Miami, United States | AFP | US President Donald Trump canceled a trip to Poland as Hurricane Dorian headed towards Florida, strengthening on Thursday to a Category 2 storm.
Trump, who had been scheduled to attend World War II anniversary commemorations this weekend, said he would focus instead on preparations for the approaching storm.
“Our highest priority is the safety and security of the people in the path of the hurricane,” he told reporters in the White House Rose Garden.
Vice President Mike Pence would go to Poland in his place, Trump said.
He called his Polish counterpart Andrzej Duda to apologize for the cancelation, saying the storm could be “catastrophic,” the president’s chief of staff Krzysztof Szczerski said, according to the PAP agency.
Dorian’s maximum sustained winds reached 105 miles per hour (165 kilometers per hour), making it a Category 2 storm on a five-level scale, the National Hurricane Center (NHC) said in an advisory.
Weather forecasters said Dorian could make landfall as a powerful Category 4 hurricane with the potential to cause life-threatening storm surges.
Florida’s governor declared a state of emergency, warning the millions of people who live up and down the eastern coast of the “Sunshine State” to prepare for a potentially major hurricane.
“All Floridians really need to monitor Hurricane Dorian and make the necessary preparations,” Governor Ron DeSantis said. “Have your plan and make those preparations right now.”
– ‘Catastrophic impacts’ –
Georgia — another southeastern state potentially in the storm’s path — followed suit for 12 counties.
Governor Brian Kemp said the hurricane “has the potential to produce catastrophic impacts to citizens” throughout the southeast coastal region of the United States.
Trump, who has properties including the Mar-a-Lago resort in Florida, a politically important state for his 2020 re-election bid, also warned Floridians to get ready.
“Be prepared… it will be a very big Hurricane, perhaps one of the biggest!” he said on Twitter.
The US Coast Guard said ocean-going commercial vessels should make plans to leave South Florida ports.

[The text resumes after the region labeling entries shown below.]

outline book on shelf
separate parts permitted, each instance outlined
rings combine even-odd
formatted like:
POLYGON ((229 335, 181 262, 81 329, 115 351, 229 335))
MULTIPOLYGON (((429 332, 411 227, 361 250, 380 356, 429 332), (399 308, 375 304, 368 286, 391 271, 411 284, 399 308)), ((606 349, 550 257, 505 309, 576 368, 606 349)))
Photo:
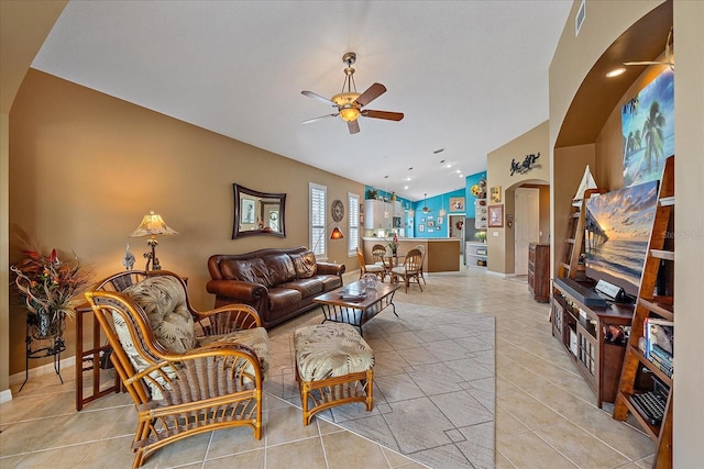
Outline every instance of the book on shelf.
POLYGON ((658 347, 656 354, 659 354, 661 358, 672 359, 674 322, 659 317, 646 317, 644 321, 642 336, 645 339, 642 351, 646 358, 651 359, 653 349, 658 347))

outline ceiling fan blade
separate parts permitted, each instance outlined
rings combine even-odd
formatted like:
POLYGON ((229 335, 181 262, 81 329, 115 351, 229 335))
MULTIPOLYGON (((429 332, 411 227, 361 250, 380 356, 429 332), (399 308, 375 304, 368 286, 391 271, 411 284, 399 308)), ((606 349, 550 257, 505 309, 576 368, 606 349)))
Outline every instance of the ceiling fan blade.
POLYGON ((380 96, 386 92, 386 87, 382 83, 374 83, 366 89, 360 97, 354 101, 360 108, 365 107, 370 102, 374 101, 380 96))
POLYGON ((336 104, 334 102, 330 101, 328 98, 323 98, 320 94, 316 94, 312 91, 301 91, 300 93, 304 94, 304 96, 307 96, 308 98, 312 98, 312 99, 317 99, 318 101, 322 101, 326 104, 330 104, 333 108, 338 107, 338 104, 336 104))
POLYGON ((351 134, 356 134, 360 132, 360 124, 356 121, 348 121, 348 129, 351 134))
POLYGON ((309 119, 309 120, 307 120, 307 121, 304 121, 304 122, 301 122, 301 124, 310 124, 311 122, 316 122, 316 121, 319 121, 319 120, 321 120, 321 119, 327 119, 327 118, 337 118, 338 115, 340 115, 340 114, 339 114, 339 113, 334 113, 334 114, 326 114, 326 115, 321 115, 321 116, 319 116, 319 118, 312 118, 312 119, 309 119))
POLYGON ((674 65, 671 62, 624 62, 624 65, 674 65))
POLYGON ((404 119, 403 112, 391 112, 391 111, 373 111, 371 109, 365 109, 361 112, 361 114, 365 118, 374 118, 374 119, 385 119, 387 121, 400 121, 404 119))

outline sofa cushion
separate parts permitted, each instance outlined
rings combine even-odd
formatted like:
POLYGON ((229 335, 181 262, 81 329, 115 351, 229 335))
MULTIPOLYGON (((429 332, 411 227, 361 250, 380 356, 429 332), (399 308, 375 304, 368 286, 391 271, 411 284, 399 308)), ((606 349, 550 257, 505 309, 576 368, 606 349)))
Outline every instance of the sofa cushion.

“The risk of devastating hurricane-force winds along the Florida east coast and peninsula late this weekend and early next week continues to increase,” the NHC warned.
Miami’s Ocean Drive, a normally-vibrant strip along the beach, was quiet, with some empty tables and fewer tourists than usual.
Grocery stores were full of shoppers making last-minute purchases of water, food, propane canisters and other supplies. There were lines at some gasoline stations as drivers filled up their tanks.
One shopper, Magdalena Gomez from Argentina, was preparing for her first hurricane: “If they tell me to go buy water, I go buy water. I do everything they say.”
A Rolling Stones concert originally scheduled for Saturday night was moved up by a day “due to the weather forecast,” the band’s Twitter account said.
– Puerto Rico spared –
“Strengthening is forecast during the next few days, and Dorian is expected to become a major hurricane on Friday, and remain an extremely dangerous hurricane through the weekend,” the NHC said.
The US territory of Puerto Rico, still recovering from a powerful storm two years ago, was largely spared, but the NHC said Dorian could dump up to seven inches (18 centimeters) of rain on some parts of the Bahamas.
In Puerto Rico, the new governor, Wanda Vazquez, gave the all-clear, but there was no let-up in the political storm involving Trump and Carmen Yulin Cruz, the mayor of San Juan, the island’s capital.
“Now that Dorian is going to the east coast let us hope that @realDonaldTrump sets aside his prejudice and racism & moves the federal response to efficiency,” the mayor tweeted.
Trump declared a state of emergency in Puerto Rico ahead of Hurricane Dorian’s anticipated arrival, authorizing federal assistance, but said that the island is “one of the most corrupt places on earth” and its political system is “broken.”
Puerto Rico was devastated in 2017 by Hurricane Maria, a Category 4 storm.
A study accepted as valid by the government, which initially put the death toll at 64, estimated that nearly 3,000 people died as a result of the hurricane and the months of disruption that followed.